Data Quality in Imitation Learning

In supervised learning, the question of data quality and curation has been over-shadowed in recent years by increasingly more powerful and expressive models that can ingest internet-scale data. However, in offline learning for robotics, we simply lack internet scale data, and so high quality datasets are a necessity. This is especially true in imitation learning (IL), a sample efficient paradigm for robot learning using expert demonstrations. Policies learned through IL suffer from state distribution shift at test time due to compounding errors in action prediction, which leads to unseen states that the policy cannot recover from. Instead of designing new algorithms to address distribution shift, an alternative perspective is to develop new ways of assessing and curating datasets. There is growing evidence that the same IL algorithms can have substantially different performance across different datasets. This calls for a formalism for defining metrics of "data quality" that can further be leveraged for data curation. In this work, we take the first step toward formalizing data quality for imitation learning through the lens of distribution shift: a high quality dataset encourages the policy to stay in distribution at test time. We propose two fundamental properties that shape the quality of a dataset: i) action divergence: the mismatch between the expert and learned policy at certain states; and ii) transition diversity: the noise present in the system for a given state and action. We investigate the combined effect of these two key properties in imitation learning theoretically, and we empirically analyze models trained on a variety of different data sources. We show that state diversity is not always beneficial, and we demonstrate how action divergence and transition diversity interact in practice.
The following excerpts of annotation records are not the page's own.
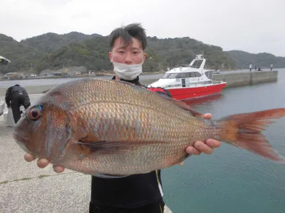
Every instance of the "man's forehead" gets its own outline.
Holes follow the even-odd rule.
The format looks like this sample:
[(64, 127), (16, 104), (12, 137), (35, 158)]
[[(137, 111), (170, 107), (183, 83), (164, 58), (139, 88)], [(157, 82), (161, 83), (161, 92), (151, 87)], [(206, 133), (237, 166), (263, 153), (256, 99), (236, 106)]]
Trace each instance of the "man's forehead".
[(142, 44), (137, 38), (132, 38), (130, 41), (125, 40), (119, 37), (115, 40), (114, 48), (142, 48)]

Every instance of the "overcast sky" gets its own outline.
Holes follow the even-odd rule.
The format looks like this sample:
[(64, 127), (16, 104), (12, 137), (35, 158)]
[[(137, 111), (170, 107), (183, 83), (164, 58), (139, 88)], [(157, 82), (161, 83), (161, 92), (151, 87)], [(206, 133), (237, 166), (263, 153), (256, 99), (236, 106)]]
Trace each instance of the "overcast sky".
[(285, 0), (0, 0), (0, 33), (18, 41), (48, 32), (108, 36), (139, 22), (150, 36), (187, 36), (224, 50), (285, 57)]

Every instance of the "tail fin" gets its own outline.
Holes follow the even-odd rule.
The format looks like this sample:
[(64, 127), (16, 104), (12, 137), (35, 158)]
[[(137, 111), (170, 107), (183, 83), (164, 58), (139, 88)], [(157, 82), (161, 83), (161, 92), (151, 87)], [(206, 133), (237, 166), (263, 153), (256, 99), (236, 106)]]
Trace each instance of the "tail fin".
[(274, 151), (261, 133), (269, 124), (273, 123), (269, 119), (284, 116), (285, 108), (229, 116), (221, 121), (225, 129), (220, 135), (221, 139), (266, 158), (285, 163), (285, 158)]

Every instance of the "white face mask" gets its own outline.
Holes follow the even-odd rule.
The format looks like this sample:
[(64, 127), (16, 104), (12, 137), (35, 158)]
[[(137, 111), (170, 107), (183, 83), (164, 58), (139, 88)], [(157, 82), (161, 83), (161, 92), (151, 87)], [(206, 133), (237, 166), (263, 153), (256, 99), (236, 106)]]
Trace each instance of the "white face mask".
[(126, 80), (133, 80), (142, 72), (142, 62), (138, 65), (125, 65), (113, 62), (114, 72), (118, 77)]

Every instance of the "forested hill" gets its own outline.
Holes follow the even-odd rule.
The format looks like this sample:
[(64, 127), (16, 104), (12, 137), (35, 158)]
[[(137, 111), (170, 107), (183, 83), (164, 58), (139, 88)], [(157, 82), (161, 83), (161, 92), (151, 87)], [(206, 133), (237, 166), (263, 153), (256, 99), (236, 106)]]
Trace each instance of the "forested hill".
[[(0, 66), (1, 73), (30, 72), (39, 73), (45, 69), (85, 66), (88, 70), (111, 70), (107, 36), (71, 32), (58, 35), (48, 33), (20, 42), (0, 34), (0, 55), (11, 60)], [(218, 46), (203, 43), (189, 37), (159, 39), (147, 38), (147, 60), (144, 72), (165, 70), (177, 64), (189, 64), (197, 54), (204, 53), (207, 68), (232, 70), (248, 67), (250, 62), (274, 67), (285, 67), (285, 58), (268, 53), (250, 54), (242, 51), (223, 51)], [(249, 57), (250, 56), (250, 57)]]

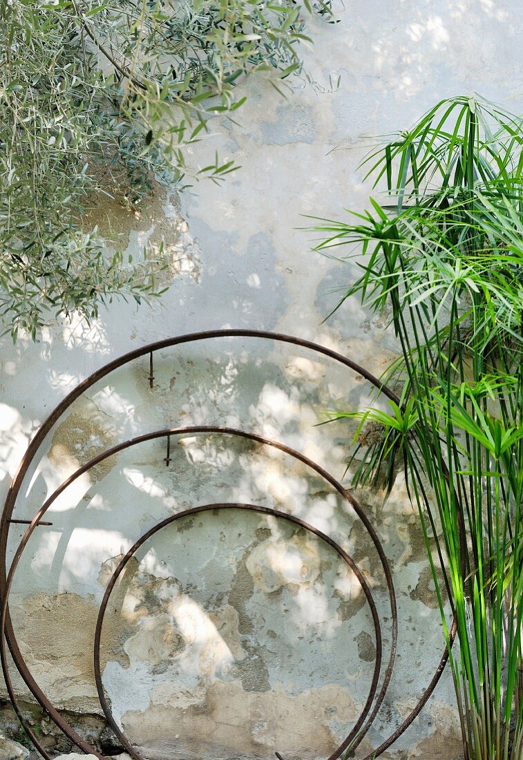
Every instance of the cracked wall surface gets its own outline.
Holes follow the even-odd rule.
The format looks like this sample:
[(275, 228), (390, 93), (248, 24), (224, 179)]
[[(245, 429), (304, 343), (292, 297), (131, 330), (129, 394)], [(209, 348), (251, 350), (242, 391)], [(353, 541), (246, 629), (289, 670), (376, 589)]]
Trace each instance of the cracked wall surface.
[[(2, 498), (59, 401), (106, 363), (150, 341), (224, 327), (276, 330), (379, 375), (399, 350), (390, 315), (373, 316), (356, 299), (331, 315), (352, 274), (310, 252), (314, 236), (300, 229), (309, 223), (302, 214), (339, 217), (345, 207), (363, 208), (379, 192), (357, 168), (368, 149), (364, 135), (407, 128), (441, 98), (479, 92), (521, 110), (520, 21), (515, 0), (350, 3), (338, 24), (313, 21), (315, 44), (304, 57), (316, 87), (295, 81), (283, 99), (268, 83), (249, 80), (240, 85), (247, 102), (239, 125), (217, 120), (213, 136), (191, 148), (197, 166), (217, 147), (241, 164), (223, 186), (202, 182), (179, 196), (154, 188), (138, 211), (118, 192), (95, 204), (84, 223), (97, 225), (109, 248), (133, 256), (145, 248), (158, 258), (168, 290), (151, 307), (114, 302), (90, 326), (50, 323), (36, 344), (2, 339)], [(329, 76), (338, 74), (339, 87), (328, 91)], [(328, 410), (372, 402), (360, 375), (305, 350), (251, 339), (162, 350), (154, 375), (151, 388), (144, 356), (74, 402), (27, 473), (17, 517), (30, 518), (65, 478), (108, 447), (169, 426), (227, 425), (274, 439), (349, 487), (355, 425), (319, 423)], [(361, 521), (330, 483), (281, 451), (218, 434), (173, 438), (168, 467), (166, 456), (166, 441), (151, 441), (75, 480), (50, 508), (52, 525), (30, 540), (15, 575), (11, 610), (21, 650), (40, 688), (79, 721), (83, 735), (114, 749), (100, 739), (92, 654), (112, 573), (146, 530), (198, 505), (270, 507), (338, 541), (376, 600), (386, 663), (383, 571)], [(396, 665), (357, 753), (363, 758), (420, 698), (444, 639), (402, 473), (388, 496), (379, 489), (353, 495), (392, 568), (399, 620)], [(21, 527), (10, 530), (10, 556)], [(332, 547), (296, 524), (238, 510), (181, 518), (146, 542), (111, 595), (100, 648), (116, 720), (146, 757), (163, 760), (256, 760), (275, 751), (285, 760), (326, 758), (365, 704), (376, 656), (365, 596)], [(47, 746), (63, 750), (13, 677)], [(461, 757), (454, 705), (446, 673), (382, 756)]]

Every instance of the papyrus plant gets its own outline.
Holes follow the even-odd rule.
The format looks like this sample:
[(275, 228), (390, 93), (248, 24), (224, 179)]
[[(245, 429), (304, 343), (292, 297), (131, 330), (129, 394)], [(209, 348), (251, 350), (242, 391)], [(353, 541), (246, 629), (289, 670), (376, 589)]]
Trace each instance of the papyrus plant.
[(390, 315), (401, 347), (399, 403), (334, 416), (360, 420), (357, 484), (404, 470), (448, 642), (455, 616), (466, 760), (523, 757), (522, 140), (502, 108), (442, 101), (366, 159), (389, 200), (315, 226), (323, 252), (351, 246), (346, 296)]

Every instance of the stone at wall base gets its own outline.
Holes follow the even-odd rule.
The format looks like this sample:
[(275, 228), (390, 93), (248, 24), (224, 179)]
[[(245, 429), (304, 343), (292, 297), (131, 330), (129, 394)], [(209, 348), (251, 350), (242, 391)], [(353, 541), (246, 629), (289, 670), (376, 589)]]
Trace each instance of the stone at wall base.
[(71, 752), (70, 755), (59, 755), (55, 760), (98, 760), (96, 755), (84, 755), (83, 752)]
[(27, 757), (29, 750), (26, 747), (0, 736), (0, 760), (25, 760)]

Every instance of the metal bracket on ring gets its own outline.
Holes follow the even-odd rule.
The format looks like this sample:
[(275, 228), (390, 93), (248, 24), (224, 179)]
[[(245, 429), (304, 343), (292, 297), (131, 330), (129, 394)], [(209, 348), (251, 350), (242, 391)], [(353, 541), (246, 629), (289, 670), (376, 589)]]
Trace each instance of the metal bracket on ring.
[[(344, 741), (340, 745), (338, 749), (328, 758), (328, 760), (338, 760), (338, 758), (342, 755), (342, 753), (350, 748), (351, 750), (354, 750), (361, 743), (363, 738), (366, 734), (367, 731), (370, 728), (372, 721), (376, 717), (381, 705), (383, 702), (385, 695), (390, 682), (392, 670), (394, 667), (395, 654), (396, 654), (396, 644), (398, 639), (398, 615), (396, 611), (395, 604), (395, 593), (394, 590), (394, 584), (392, 582), (391, 574), (387, 562), (383, 547), (378, 538), (378, 536), (369, 521), (363, 510), (361, 509), (356, 500), (345, 490), (345, 489), (341, 486), (341, 485), (335, 480), (332, 476), (324, 470), (319, 465), (315, 464), (311, 460), (308, 459), (303, 454), (300, 452), (290, 449), (288, 447), (284, 445), (283, 444), (278, 443), (277, 442), (270, 441), (268, 439), (264, 439), (262, 436), (256, 435), (253, 433), (249, 433), (245, 431), (237, 430), (230, 428), (223, 428), (219, 426), (201, 426), (198, 427), (192, 428), (172, 428), (165, 430), (157, 431), (154, 433), (149, 433), (145, 435), (138, 436), (135, 439), (130, 439), (128, 441), (123, 442), (122, 443), (118, 444), (111, 448), (107, 449), (106, 451), (102, 452), (98, 456), (95, 457), (90, 462), (80, 467), (74, 473), (73, 473), (70, 477), (68, 477), (65, 481), (64, 481), (59, 488), (54, 492), (54, 493), (46, 501), (43, 505), (38, 511), (35, 515), (33, 521), (19, 521), (13, 519), (12, 515), (14, 507), (17, 503), (17, 499), (18, 494), (20, 492), (21, 488), (24, 479), (29, 470), (31, 462), (33, 461), (34, 458), (37, 454), (40, 447), (46, 438), (46, 435), (49, 432), (52, 426), (56, 423), (56, 421), (62, 416), (64, 412), (71, 406), (73, 401), (78, 398), (85, 391), (90, 388), (94, 383), (99, 382), (103, 377), (108, 375), (113, 370), (122, 367), (135, 359), (143, 356), (146, 354), (149, 354), (149, 385), (151, 388), (154, 388), (154, 353), (160, 349), (164, 349), (166, 347), (171, 347), (176, 345), (181, 345), (184, 344), (190, 344), (196, 340), (208, 340), (213, 338), (230, 338), (230, 337), (247, 337), (247, 338), (261, 338), (265, 340), (271, 340), (283, 344), (287, 344), (290, 345), (298, 346), (302, 348), (305, 348), (317, 353), (322, 354), (334, 361), (344, 365), (347, 369), (356, 372), (357, 375), (363, 378), (365, 378), (367, 381), (372, 383), (376, 388), (379, 388), (385, 395), (388, 396), (391, 400), (395, 401), (396, 403), (399, 403), (398, 397), (386, 386), (383, 385), (376, 378), (375, 378), (370, 372), (365, 369), (365, 368), (360, 366), (359, 364), (353, 362), (348, 357), (344, 356), (337, 352), (328, 349), (324, 346), (320, 346), (317, 344), (312, 343), (309, 340), (305, 340), (302, 338), (298, 338), (294, 336), (284, 335), (279, 333), (272, 333), (266, 331), (258, 331), (258, 330), (217, 330), (217, 331), (208, 331), (205, 332), (200, 333), (192, 333), (187, 335), (182, 335), (174, 338), (170, 338), (166, 340), (158, 341), (155, 344), (151, 344), (147, 346), (144, 346), (141, 348), (135, 350), (121, 356), (113, 362), (102, 367), (100, 369), (95, 372), (89, 378), (81, 383), (76, 388), (74, 388), (69, 394), (67, 396), (54, 410), (54, 411), (49, 415), (47, 420), (44, 422), (42, 427), (37, 432), (36, 435), (33, 439), (31, 443), (30, 444), (26, 454), (22, 459), (22, 462), (18, 469), (17, 475), (15, 476), (11, 486), (10, 488), (8, 497), (5, 502), (5, 506), (4, 508), (4, 512), (2, 517), (2, 528), (0, 530), (0, 593), (2, 600), (2, 612), (1, 612), (1, 619), (0, 619), (0, 656), (2, 658), (2, 667), (4, 672), (4, 676), (5, 679), (5, 682), (9, 693), (10, 698), (11, 699), (13, 707), (15, 712), (20, 719), (22, 725), (24, 727), (27, 734), (31, 738), (33, 744), (40, 752), (41, 755), (47, 760), (50, 760), (49, 753), (42, 746), (41, 742), (39, 738), (35, 736), (34, 732), (32, 730), (30, 726), (29, 726), (25, 720), (24, 715), (22, 714), (21, 709), (17, 701), (17, 695), (14, 693), (13, 685), (11, 680), (11, 676), (9, 673), (9, 664), (7, 657), (7, 647), (8, 648), (14, 664), (21, 673), (22, 678), (25, 681), (28, 688), (33, 693), (35, 698), (40, 703), (40, 705), (47, 711), (49, 716), (53, 720), (56, 726), (61, 729), (68, 738), (77, 745), (77, 746), (83, 750), (84, 752), (90, 754), (94, 754), (97, 757), (102, 757), (96, 749), (92, 747), (87, 742), (86, 742), (81, 736), (80, 736), (72, 728), (71, 726), (65, 720), (62, 715), (58, 711), (58, 710), (54, 707), (54, 705), (49, 701), (49, 698), (42, 692), (40, 687), (37, 686), (33, 676), (32, 676), (27, 665), (24, 660), (24, 658), (20, 651), (17, 644), (17, 641), (13, 630), (13, 627), (11, 622), (11, 617), (9, 615), (8, 608), (8, 600), (9, 600), (9, 593), (12, 585), (14, 574), (16, 572), (17, 567), (20, 562), (21, 555), (33, 534), (33, 531), (39, 525), (51, 524), (50, 523), (45, 523), (41, 521), (41, 518), (44, 516), (46, 511), (54, 502), (54, 500), (69, 486), (72, 482), (74, 482), (78, 477), (82, 475), (84, 473), (87, 472), (89, 469), (94, 467), (96, 464), (103, 461), (104, 459), (113, 455), (113, 454), (122, 451), (125, 448), (128, 448), (130, 446), (138, 445), (144, 441), (151, 440), (157, 438), (164, 438), (166, 437), (166, 456), (164, 458), (163, 461), (166, 466), (169, 466), (171, 461), (170, 457), (170, 438), (173, 435), (181, 435), (181, 434), (222, 434), (222, 435), (232, 435), (252, 441), (258, 442), (260, 444), (265, 445), (272, 446), (277, 449), (279, 449), (282, 452), (290, 454), (290, 456), (295, 457), (297, 460), (302, 461), (307, 467), (311, 467), (312, 470), (315, 470), (319, 475), (324, 477), (331, 485), (336, 489), (338, 492), (343, 496), (344, 499), (347, 499), (354, 508), (359, 518), (361, 520), (363, 524), (365, 525), (370, 537), (374, 543), (378, 556), (380, 559), (380, 562), (383, 569), (383, 572), (387, 581), (387, 587), (388, 588), (389, 594), (389, 601), (391, 605), (391, 653), (388, 659), (388, 663), (387, 668), (383, 674), (382, 682), (379, 690), (378, 690), (378, 684), (380, 678), (380, 670), (381, 670), (381, 632), (379, 619), (377, 616), (377, 612), (376, 611), (376, 605), (372, 600), (372, 594), (367, 597), (371, 612), (372, 613), (372, 616), (375, 621), (375, 629), (376, 632), (376, 664), (375, 665), (375, 673), (372, 678), (372, 682), (371, 685), (370, 693), (367, 699), (367, 702), (364, 707), (360, 718), (357, 721), (353, 730), (348, 735), (348, 736), (344, 739)], [(216, 505), (212, 505), (214, 508)], [(239, 508), (255, 508), (260, 511), (268, 511), (274, 512), (274, 510), (271, 510), (269, 508), (261, 508), (261, 507), (253, 507), (252, 505), (221, 505), (222, 508), (230, 508), (231, 506), (235, 506)], [(203, 511), (204, 508), (209, 508), (209, 505), (204, 507), (193, 508), (192, 510), (189, 510), (186, 511)], [(277, 513), (282, 518), (290, 520), (291, 521), (298, 521), (297, 518), (293, 518), (293, 515), (287, 515), (287, 513)], [(179, 516), (182, 516), (181, 513), (179, 515), (175, 515), (173, 518), (169, 518), (170, 521), (178, 519)], [(24, 536), (21, 539), (18, 547), (14, 553), (11, 564), (8, 568), (7, 567), (7, 542), (9, 534), (9, 527), (13, 523), (24, 523), (24, 524), (28, 524), (27, 529), (25, 532)], [(307, 527), (305, 524), (305, 527)], [(317, 530), (312, 526), (309, 527), (313, 531), (318, 533)], [(159, 530), (157, 526), (155, 528), (152, 528), (149, 531), (149, 534), (152, 534)], [(147, 534), (146, 534), (147, 535)], [(322, 534), (322, 537), (325, 540), (327, 540), (331, 546), (334, 546), (338, 553), (341, 547), (335, 545), (334, 543), (325, 534)], [(135, 546), (137, 545), (141, 545), (140, 542), (143, 543), (144, 539), (138, 539), (138, 541)], [(127, 556), (127, 555), (126, 555)], [(125, 558), (124, 558), (125, 559)], [(350, 562), (352, 560), (350, 559)], [(123, 562), (123, 560), (122, 560)], [(122, 563), (120, 563), (122, 564)], [(118, 570), (118, 568), (117, 568)], [(359, 571), (358, 571), (359, 572)], [(114, 577), (114, 576), (113, 576)], [(363, 578), (363, 576), (362, 576)], [(116, 582), (116, 578), (115, 578)], [(363, 579), (364, 582), (364, 579)], [(111, 588), (108, 585), (106, 590), (106, 600), (109, 599), (109, 595), (110, 594)], [(106, 599), (104, 596), (104, 599)], [(376, 617), (375, 617), (376, 615)], [(101, 616), (101, 617), (100, 617)], [(100, 607), (100, 613), (99, 615), (99, 626), (97, 624), (97, 633), (95, 634), (95, 639), (97, 635), (100, 635), (101, 632), (101, 626), (103, 624), (103, 612), (102, 607)], [(455, 636), (455, 621), (452, 625), (452, 628), (450, 633), (450, 644), (454, 641)], [(97, 648), (95, 642), (95, 662), (97, 657)], [(401, 725), (388, 736), (376, 749), (375, 749), (370, 755), (367, 755), (364, 760), (370, 760), (371, 758), (375, 758), (379, 756), (382, 754), (395, 740), (401, 736), (407, 728), (410, 725), (415, 717), (419, 714), (420, 711), (423, 708), (423, 705), (428, 700), (430, 695), (433, 693), (436, 686), (441, 676), (443, 671), (445, 665), (447, 662), (449, 657), (449, 650), (445, 646), (443, 654), (441, 657), (440, 662), (436, 670), (436, 673), (429, 684), (428, 687), (424, 690), (424, 693), (417, 705), (415, 706), (414, 710), (410, 712), (409, 716), (404, 720)], [(379, 663), (379, 664), (378, 664)], [(99, 670), (99, 669), (98, 669)], [(103, 689), (101, 684), (101, 676), (99, 676), (98, 670), (95, 668), (95, 673), (97, 673), (97, 688), (98, 689), (99, 696), (100, 698), (100, 704), (103, 708), (103, 701), (105, 700), (105, 695), (103, 694)], [(104, 710), (105, 711), (105, 710)], [(110, 711), (109, 711), (110, 712)], [(111, 724), (111, 720), (109, 720), (109, 713), (106, 713), (108, 722)], [(116, 728), (119, 731), (119, 727), (116, 725)], [(115, 726), (113, 726), (113, 729)], [(126, 737), (123, 737), (125, 740), (125, 746), (132, 756), (139, 758), (141, 756), (139, 753), (137, 752), (135, 749), (128, 743)], [(275, 752), (276, 757), (278, 760), (283, 760), (282, 755), (280, 752)]]

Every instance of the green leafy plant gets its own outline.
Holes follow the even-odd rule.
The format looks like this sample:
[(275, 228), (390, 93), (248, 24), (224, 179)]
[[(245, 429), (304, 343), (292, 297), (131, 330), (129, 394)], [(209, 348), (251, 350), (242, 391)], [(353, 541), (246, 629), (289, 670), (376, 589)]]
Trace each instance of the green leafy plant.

翻译：在监督学习中，数据质量与数据整理的问题近年来已被能够处理互联网规模数据的日益强大且具表达力的模型所掩盖。然而，在机器人离线学习领域，我们缺乏互联网规模的数据，因此高质量数据集是必需的。这一点在模仿学习中尤为突出——这是一种利用专家示范实现机器人学习的样本高效范式。通过模仿学习习得的策略在测试时会因动作预测的累积误差而遭受状态分布偏移，从而导致策略陷入无法恢复的未见状态。与其设计新算法来处理分布偏移，另一种视角是开发评估和整理数据集的新方法。越来越多的证据表明，相同的模仿学习算法在不同数据集上的表现可能差异显著。这需要为定义"数据质量"指标建立形式化体系，进而用于数据整理。在本工作中，我们首次尝试通过分布偏移的视角来形式化模仿学习中的数据质量：高质量数据集能促使策略在测试时保持分布内状态。我们提出塑造数据集质量的两个基本属性：i) 动作散度：专家策略与学习策略在特定状态下的不匹配程度；ii) 转移多样性：给定状态和动作下系统存在的噪声。我们从理论层面研究这两个关键属性在模仿学习中的联合效应，并基于多种数据源训练的模型进行实证分析。研究表明状态多样性并非总是有益的，同时我们演示了动作散度与转移多样性在实践中如何相互作用。